The Personality Brokers Book Review

I struggled with The Personality Brokers:The Strange History of Myers-Briggs And The Birth of Personality Testing written by Merve Emre. Biographies were my bread and butter as a grade-school reader. I have read several this year, although some were a bit fictionalized. The Personality Brokers is my least favorite. But I did not expect it to be.

Subject Matter

Katherine Briggs and her daughter Isabel Briggs-Myers are the subjects of The Personality Brokers. After suffering multiple miscarriages, the elder Briggs compensated by focusing on her only surviving child, Isabel. Emre provides great detail in the early successes of Katherine Briggs both as a mother and as a published writer.

The dual biography is also adept at giving the reader a glimpse of how the Myers-Briggs personality test sprang to life. Katherine Briggs is portrayed as a determined woman with eccentricities. The odd behavior is reflected in her studies of children other than Isabel as well as her infatuation with Jung’s philosophy as well as with Carl Jung himself. It was not surprising to discover her diagnosis of dementia.

Isabel Briggs-Myers survives her mother’s child-rearing experiments. But she does not escape the author’s contempt. Merve Emre depicts Isabel as a Jill of all trades and master of none. I think this is a bit harsh. Briggs-Myers developed the personality assessment mid-20th Century. While women were beginning to work outside the home in part due to WWII, it was by no means common. Briggs-Myers worked tirelessly to promote the typing still in use today.

Merve Emre

The author was previously unknown to me so I did a bit of research.

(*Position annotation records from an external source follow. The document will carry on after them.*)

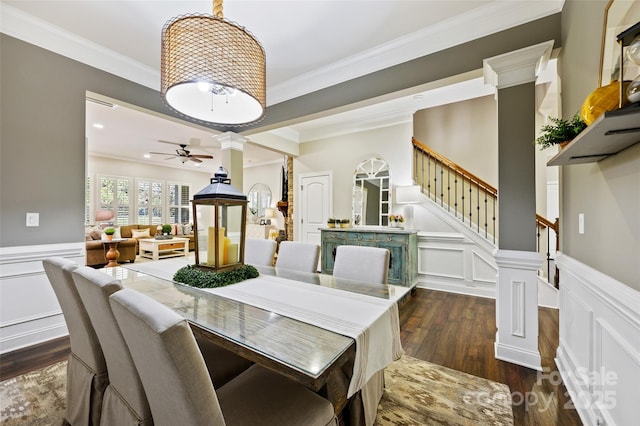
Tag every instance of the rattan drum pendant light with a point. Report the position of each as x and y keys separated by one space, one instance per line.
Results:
x=212 y=69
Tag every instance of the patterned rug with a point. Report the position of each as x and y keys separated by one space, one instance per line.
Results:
x=416 y=393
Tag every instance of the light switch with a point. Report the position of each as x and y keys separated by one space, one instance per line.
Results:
x=581 y=223
x=33 y=219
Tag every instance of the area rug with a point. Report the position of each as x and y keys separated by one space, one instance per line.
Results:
x=420 y=393
x=416 y=393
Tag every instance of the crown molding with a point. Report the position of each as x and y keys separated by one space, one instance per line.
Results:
x=518 y=67
x=495 y=16
x=40 y=33
x=477 y=23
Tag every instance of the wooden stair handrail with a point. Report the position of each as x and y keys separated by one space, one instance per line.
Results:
x=461 y=170
x=547 y=223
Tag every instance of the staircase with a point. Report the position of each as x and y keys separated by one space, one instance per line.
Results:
x=459 y=258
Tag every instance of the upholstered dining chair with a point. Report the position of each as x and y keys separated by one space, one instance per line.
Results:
x=178 y=386
x=362 y=263
x=298 y=256
x=125 y=402
x=259 y=251
x=86 y=368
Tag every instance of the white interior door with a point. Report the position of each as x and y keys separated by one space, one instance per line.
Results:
x=315 y=206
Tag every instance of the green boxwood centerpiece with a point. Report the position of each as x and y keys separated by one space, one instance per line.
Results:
x=201 y=278
x=559 y=131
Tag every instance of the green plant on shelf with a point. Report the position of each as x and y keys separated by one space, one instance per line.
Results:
x=559 y=131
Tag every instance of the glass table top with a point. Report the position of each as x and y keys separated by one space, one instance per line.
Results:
x=303 y=347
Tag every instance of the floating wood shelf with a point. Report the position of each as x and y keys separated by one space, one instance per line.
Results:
x=609 y=134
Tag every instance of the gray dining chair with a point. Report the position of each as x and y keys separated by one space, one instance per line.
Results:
x=298 y=256
x=175 y=376
x=362 y=263
x=125 y=402
x=259 y=251
x=86 y=368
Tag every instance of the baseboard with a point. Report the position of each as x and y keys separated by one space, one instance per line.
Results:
x=519 y=356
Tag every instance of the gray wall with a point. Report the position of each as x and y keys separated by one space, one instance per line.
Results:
x=42 y=143
x=607 y=192
x=42 y=140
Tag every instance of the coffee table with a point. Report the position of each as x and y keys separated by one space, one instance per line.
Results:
x=152 y=248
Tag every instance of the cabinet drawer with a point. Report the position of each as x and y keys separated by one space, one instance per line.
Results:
x=392 y=238
x=355 y=237
x=333 y=236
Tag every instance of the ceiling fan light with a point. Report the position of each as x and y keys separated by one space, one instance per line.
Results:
x=213 y=70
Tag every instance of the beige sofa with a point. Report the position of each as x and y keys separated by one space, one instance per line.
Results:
x=127 y=231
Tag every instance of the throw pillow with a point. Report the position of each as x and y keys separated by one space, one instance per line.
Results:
x=140 y=233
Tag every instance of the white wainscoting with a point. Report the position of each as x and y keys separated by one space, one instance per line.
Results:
x=452 y=262
x=599 y=352
x=29 y=309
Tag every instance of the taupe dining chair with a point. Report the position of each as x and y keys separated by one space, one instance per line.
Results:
x=298 y=256
x=259 y=251
x=180 y=392
x=86 y=368
x=362 y=263
x=125 y=402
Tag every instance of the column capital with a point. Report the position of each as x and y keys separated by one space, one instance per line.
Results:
x=231 y=140
x=517 y=67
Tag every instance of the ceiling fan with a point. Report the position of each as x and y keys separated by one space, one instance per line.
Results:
x=183 y=153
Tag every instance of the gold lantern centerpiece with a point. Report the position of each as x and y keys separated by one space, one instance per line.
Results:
x=219 y=213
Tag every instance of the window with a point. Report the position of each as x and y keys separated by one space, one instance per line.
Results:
x=150 y=202
x=113 y=194
x=179 y=203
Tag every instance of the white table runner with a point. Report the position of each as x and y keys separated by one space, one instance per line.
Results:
x=372 y=322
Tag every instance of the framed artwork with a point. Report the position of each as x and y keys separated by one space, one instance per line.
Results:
x=618 y=16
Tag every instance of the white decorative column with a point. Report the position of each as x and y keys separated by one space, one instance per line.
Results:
x=514 y=74
x=232 y=146
x=517 y=308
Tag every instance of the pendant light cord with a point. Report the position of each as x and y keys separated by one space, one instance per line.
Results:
x=217 y=8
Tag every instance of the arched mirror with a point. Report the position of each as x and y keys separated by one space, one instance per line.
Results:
x=259 y=199
x=371 y=194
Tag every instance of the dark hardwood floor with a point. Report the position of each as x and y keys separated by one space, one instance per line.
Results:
x=443 y=328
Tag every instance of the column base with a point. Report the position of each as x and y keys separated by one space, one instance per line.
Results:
x=515 y=355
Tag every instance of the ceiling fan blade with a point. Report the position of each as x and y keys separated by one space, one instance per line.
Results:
x=171 y=143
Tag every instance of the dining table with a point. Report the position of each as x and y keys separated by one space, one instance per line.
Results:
x=298 y=324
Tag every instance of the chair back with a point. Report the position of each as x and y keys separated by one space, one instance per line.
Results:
x=167 y=357
x=362 y=263
x=94 y=288
x=298 y=256
x=259 y=251
x=86 y=362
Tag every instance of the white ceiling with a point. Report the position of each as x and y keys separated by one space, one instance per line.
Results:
x=309 y=44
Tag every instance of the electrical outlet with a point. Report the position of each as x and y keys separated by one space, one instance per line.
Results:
x=33 y=219
x=581 y=223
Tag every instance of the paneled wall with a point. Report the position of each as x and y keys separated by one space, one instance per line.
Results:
x=599 y=352
x=29 y=309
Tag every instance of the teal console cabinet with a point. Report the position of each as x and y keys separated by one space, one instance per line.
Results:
x=402 y=244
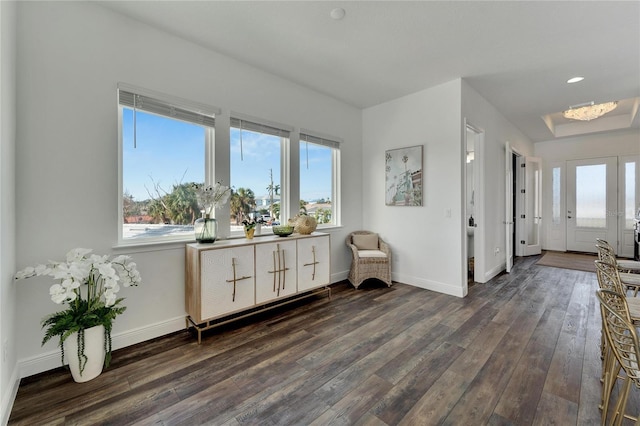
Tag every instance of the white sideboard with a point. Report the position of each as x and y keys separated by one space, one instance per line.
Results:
x=230 y=278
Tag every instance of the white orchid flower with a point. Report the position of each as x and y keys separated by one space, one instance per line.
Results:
x=109 y=298
x=60 y=295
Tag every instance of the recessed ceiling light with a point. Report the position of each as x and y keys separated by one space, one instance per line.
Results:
x=337 y=13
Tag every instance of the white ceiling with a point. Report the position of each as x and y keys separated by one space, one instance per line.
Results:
x=517 y=54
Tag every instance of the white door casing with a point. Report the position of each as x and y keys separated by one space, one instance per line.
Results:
x=529 y=206
x=591 y=203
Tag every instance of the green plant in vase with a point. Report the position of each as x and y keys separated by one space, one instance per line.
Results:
x=209 y=198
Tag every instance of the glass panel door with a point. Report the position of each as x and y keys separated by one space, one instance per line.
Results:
x=628 y=203
x=591 y=203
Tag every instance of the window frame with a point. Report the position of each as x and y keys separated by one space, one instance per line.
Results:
x=334 y=144
x=172 y=103
x=245 y=122
x=217 y=165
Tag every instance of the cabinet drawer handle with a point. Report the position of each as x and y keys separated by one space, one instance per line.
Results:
x=279 y=269
x=235 y=278
x=314 y=263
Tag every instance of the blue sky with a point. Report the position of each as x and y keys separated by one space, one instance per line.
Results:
x=170 y=151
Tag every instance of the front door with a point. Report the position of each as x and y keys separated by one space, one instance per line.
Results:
x=591 y=202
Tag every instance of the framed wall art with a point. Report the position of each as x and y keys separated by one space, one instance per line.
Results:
x=403 y=176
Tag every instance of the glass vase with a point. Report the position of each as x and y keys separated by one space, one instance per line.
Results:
x=206 y=229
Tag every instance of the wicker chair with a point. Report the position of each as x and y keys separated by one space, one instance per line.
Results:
x=371 y=258
x=630 y=280
x=622 y=339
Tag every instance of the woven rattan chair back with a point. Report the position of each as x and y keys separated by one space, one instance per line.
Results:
x=363 y=268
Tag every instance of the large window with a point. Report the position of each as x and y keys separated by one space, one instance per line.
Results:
x=163 y=152
x=256 y=160
x=318 y=177
x=167 y=145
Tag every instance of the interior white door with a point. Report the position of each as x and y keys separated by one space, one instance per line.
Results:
x=531 y=202
x=508 y=197
x=591 y=203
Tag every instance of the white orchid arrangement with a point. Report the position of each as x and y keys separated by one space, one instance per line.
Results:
x=89 y=284
x=212 y=196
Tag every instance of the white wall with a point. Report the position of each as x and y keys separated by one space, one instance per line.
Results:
x=70 y=57
x=426 y=244
x=490 y=158
x=556 y=153
x=8 y=370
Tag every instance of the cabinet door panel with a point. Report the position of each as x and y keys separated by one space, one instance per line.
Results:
x=275 y=270
x=314 y=258
x=227 y=280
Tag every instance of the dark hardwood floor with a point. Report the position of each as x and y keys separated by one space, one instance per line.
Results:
x=521 y=349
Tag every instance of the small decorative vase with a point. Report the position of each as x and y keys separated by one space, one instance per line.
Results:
x=249 y=233
x=206 y=229
x=85 y=364
x=305 y=225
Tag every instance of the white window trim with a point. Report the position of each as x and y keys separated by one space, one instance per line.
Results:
x=208 y=160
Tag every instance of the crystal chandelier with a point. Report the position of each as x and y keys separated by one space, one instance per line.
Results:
x=589 y=111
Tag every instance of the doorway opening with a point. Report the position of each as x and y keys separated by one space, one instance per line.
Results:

She is an alumnus of both Harvard and Yale and currently attached to Oxford University as an Associate Professor. So her credentials are weighty.

Her background is in English. This explains why I can find no fault in the writing itself. My criticism stems from my belief that biographies are historical in nature. As such, I am uncomfortable with an author freely interjecting personal bias. Throughout The Personality Brokers, Emre shows disdain.  For example, after quoting Briggs-Myers from a letter comparing a need for personality evaluations and careers to the fit of shoes, Emre writes:

Here was a fairy tale with a perfectly modern twist—the glass slipper screened, scrutinize, and labeled before it ever touched Cinderella’s foot, the employer restless to find the right match; the whole thing an example of the same romantic capitalist pursuit that Adorno had denounced. (p.135)

A further glimpse into the motivations of the author is found in the final chapter. During a course to become certified in “type” in hopes of gaining access to personal papers of the mother-daughter duo she writes:

Other times I played an extreme version of my ENTJ self: Brash, snobby, impatient, cocksure, a real bitch. I wanted to see who I could irritate and, more telling, how the conflicts that might arise between me and my fellow types would be resolved. (p. 265)

The Personality Brokers

I plan to look for other books involving the subject matter of The Personality Brokers. Merve Emre did pique my interest in both the Myers-Briggs exam as well as the women behind the letters. I would like to discover more about the field as well as the individuals.

My experiences with the different types is limited. While I concede that Emre has legitimate criticisms of Myers-Briggs, I disagree with her tactics and conclusions. Literary criticism, or criticism of any type, when tied to an agenda, loses its’ bite.